Benchmarking Logistic Regression, SVM, and LightGBM Against BiLSTM with Attention for Sentiment Analysis on Indonesian Product Reviews
Pith reviewed 2026-05-07 16:30 UTC · model grok-4.3
The pith
Traditional machine learning classifiers can marginally outperform deep learning models for sentiment analysis on Indonesian product reviews.
A machine-rendered reading of the paper's core claim, the machinery that carries it, and where it could break.
Core claim
Logistic regression achieves the best performance among the evaluated machine learning approaches with 97.26 percent accuracy and F1-score, slightly exceeding the bidirectional long short-term memory model with attention at 97.24 percent accuracy and F1-score on the test portion of Indonesian product review data. The work establishes that traditional machine learning algorithms with proper preprocessing and feature extraction can compete closely with, and even marginally outperform, more complex sequential deep learning architectures on high-dimensional datasets, while simultaneously offering greater computational efficiency.
What carries the argument
The direct side-by-side comparison of feature-engineered machine learning classifiers against an attention-augmented recurrent neural network for binary sentiment classification on product review text.
If this is right
- For similar high-dimensional text classification tasks, simpler machine learning models can be selected to achieve high accuracy without the training overhead of deep networks.
- E-commerce platforms can implement sentiment monitoring with lower resource demands while maintaining near-equivalent performance levels.
- Thorough preprocessing and automated tuning enable conventional classifiers to remain viable alternatives to sequential neural architectures in production settings.
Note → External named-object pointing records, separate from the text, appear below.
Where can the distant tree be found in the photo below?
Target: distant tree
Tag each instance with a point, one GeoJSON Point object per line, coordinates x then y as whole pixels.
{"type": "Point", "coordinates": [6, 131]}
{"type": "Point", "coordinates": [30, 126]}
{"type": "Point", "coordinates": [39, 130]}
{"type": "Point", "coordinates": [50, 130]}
Where Pith is reading between the lines
- The narrow performance difference suggests that attention layers may contribute little when input features already capture strong signals from bag-of-words or similar representations.
- Repeating the benchmark on unbalanced review data or in other languages could test whether the preference for machine learning models generalizes beyond the balanced Indonesian binary case.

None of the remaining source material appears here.